Yaping He,Linhao Jiang,Di Wu
2024-08-29
Abstract:Deep neural networks typically impose significant computational loads and memory consumption. Moreover, the large parameters pose constraints on deploying the model on edge devices such as embedded systems. Tensor decomposition offers a clear advantage in compressing large-scale weight tensors. Nevertheless, direct utilization of low-rank decomposition typically leads to significant accuracy loss. This paper proposes a model compression method that integrates Variational Bayesian Matrix Factorization (VBMF) with orthogonal regularization. Initially, the model undergoes over-parameterization and training, with orthogonal regularization applied to enhance its likelihood of achieving the accuracy of the original model. Secondly, VBMF is employed to estimate the rank of the weight tensor at each layer. Our framework is sufficiently general to apply to other convolutional neural networks and easily adaptable to incorporate other tensor decomposition methods. Experimental results show that for both high and low compression ratios, our compression model exhibits advanced performance.
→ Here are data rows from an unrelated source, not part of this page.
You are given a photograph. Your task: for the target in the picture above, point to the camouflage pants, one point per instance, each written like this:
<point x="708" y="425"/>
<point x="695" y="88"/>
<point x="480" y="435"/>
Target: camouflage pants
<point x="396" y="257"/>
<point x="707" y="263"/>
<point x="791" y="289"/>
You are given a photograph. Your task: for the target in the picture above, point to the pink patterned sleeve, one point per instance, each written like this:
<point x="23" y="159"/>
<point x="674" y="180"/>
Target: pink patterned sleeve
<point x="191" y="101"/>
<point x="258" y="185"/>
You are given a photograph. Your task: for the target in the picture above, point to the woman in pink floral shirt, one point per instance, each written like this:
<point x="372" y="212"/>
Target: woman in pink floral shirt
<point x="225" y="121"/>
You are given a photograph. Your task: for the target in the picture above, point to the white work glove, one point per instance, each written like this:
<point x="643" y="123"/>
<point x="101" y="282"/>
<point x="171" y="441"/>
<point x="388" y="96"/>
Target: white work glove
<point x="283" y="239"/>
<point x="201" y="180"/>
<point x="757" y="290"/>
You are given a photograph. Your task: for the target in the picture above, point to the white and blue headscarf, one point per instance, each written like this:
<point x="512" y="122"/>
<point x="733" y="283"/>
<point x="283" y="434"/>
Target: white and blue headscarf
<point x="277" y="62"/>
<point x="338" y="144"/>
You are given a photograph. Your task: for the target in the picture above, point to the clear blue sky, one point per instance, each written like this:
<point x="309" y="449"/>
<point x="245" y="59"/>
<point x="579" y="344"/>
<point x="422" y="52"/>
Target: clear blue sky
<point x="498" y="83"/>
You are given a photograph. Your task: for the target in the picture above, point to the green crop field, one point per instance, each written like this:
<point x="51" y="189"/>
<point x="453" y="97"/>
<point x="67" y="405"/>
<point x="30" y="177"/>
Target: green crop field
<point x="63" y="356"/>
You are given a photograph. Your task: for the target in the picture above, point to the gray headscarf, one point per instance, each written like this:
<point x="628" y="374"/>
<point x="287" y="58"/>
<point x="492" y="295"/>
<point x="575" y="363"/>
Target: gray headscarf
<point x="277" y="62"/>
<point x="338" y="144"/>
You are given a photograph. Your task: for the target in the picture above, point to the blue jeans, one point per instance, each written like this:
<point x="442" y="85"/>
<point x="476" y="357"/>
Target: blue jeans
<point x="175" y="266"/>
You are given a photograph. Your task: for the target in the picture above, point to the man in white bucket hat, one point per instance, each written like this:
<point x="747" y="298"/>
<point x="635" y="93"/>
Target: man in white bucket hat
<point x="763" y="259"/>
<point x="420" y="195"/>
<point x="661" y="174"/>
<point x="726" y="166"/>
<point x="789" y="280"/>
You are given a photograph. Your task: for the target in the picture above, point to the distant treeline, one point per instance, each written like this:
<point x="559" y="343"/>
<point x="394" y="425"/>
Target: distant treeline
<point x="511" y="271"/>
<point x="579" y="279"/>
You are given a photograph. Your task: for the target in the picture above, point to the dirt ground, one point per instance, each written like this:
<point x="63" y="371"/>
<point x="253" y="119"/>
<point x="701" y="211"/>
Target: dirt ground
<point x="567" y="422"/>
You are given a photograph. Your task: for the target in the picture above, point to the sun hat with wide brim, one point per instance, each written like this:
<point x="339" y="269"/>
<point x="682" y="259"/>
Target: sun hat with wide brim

Computer Vision and Pattern Recognition
What problem does this paper attempt to address?
The problem that this paper attempts to solve is the excessive computational load and memory consumption when deep neural networks (DNNs) are deployed on embedded devices. Specifically, the paper focuses on the compression problem of large - scale weight tensors in convolutional neural networks (CNNs). Although the existing tensor decomposition techniques can achieve thousands - of - times parameter compression in video tasks, in image classification tasks, especially when using Tensor Train (TT) and Tensor Ring (TR) decomposition, a slightly larger compression ratio will lead to a significant loss of accuracy. To solve these problems, the paper proposes a new model compression method, which combines variational Bayesian matrix factorization (VBMF) and orthogonal regularization. This method aims to improve the performance of the compressed model through the following steps: 1. **Over - parameterized training and orthogonal regularization**: First, over - parameterize the training of the model and impose orthogonal regularization to ensure that the model can reach or exceed the accuracy of the original model. 2. **VBMF to estimate the rank**: Then use VBMF to estimate the rank of the weight tensor of each layer. 3. **Low - rank training**: Finally, conduct low - rank training to obtain the compressed model. The main contributions of the paper include: - Proposing a framework that combines over - parameterized training and orthogonal regularization, which not only provides better initial values but also ensures orthogonality. - Using VBMF to estimate the rank of one modality in TK - 2 decomposition, and the other modality is determined according to the relationship between the input and output channels of the convolutional neural network. - The experimental results on multiple DNN models show that the compressed model exhibits excellent performance at both high and low compression ratios. Through these improvements, the paper solves the limitations of the existing tensor decomposition methods in CNN compression, especially achieving efficient compression while maintaining the accuracy of the model.